While Ms. Lee isn’t certain about her future plans or aspirations, she is open to ideas. Ms. Lee said, “Prior to becoming a mother at a relatively young age, I aspired to be an artist but hadn’t determined what kind. I set out for Korea largely to resume this pursuit. I’m not sure if I should be a storyteller, songwriter, visual artist, or filmmaker, or work in multiple art forms—I’ve always had a hard time choosing.”
Another one of her possible future plans involves promoting the welfare of Korea. She said, “A separate but possibly related pursuit involves my long-held desire to see the entire Korean peninsula thrive and flourish. As much as I tried as an American to “escape” the hold of my Korean heritage, which felt problematic, my well-being feels somewhat tied to the well-being of other Koreans, including those who live without the rights and freedoms that others of us enjoy and take for granted.”
To exist, to have been born at all, is to have the opportunity to know God and co-author a life of adventure with Him.

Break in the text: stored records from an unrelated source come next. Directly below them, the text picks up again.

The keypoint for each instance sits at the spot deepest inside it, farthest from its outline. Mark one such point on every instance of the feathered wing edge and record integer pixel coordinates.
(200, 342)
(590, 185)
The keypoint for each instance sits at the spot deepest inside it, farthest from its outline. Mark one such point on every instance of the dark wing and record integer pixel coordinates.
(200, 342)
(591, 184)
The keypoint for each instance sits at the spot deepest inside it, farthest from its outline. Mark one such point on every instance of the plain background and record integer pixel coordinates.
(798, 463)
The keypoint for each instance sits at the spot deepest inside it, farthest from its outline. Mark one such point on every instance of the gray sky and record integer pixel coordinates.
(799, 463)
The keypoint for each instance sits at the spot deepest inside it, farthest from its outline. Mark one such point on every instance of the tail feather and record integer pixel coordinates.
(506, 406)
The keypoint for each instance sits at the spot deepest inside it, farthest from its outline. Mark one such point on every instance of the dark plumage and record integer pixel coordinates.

Ms. Lee also provided some much-needed advice for ICSU students. She said, “to exist, to have been born at all, is to have the opportunity to know God and co-author a life of adventure with Him. Our time on earth is brief and the next moment is not guaranteed. To live without taking risks—risking rejection—is to avoid living fully and freely. Unforgiveness steals your life and destroys you—don’t hold on to it. By remaining authentic, you will attract those who appreciate you for who you truly are. Treasure those you love and don’t hold back in letting them know how much they mean to you.”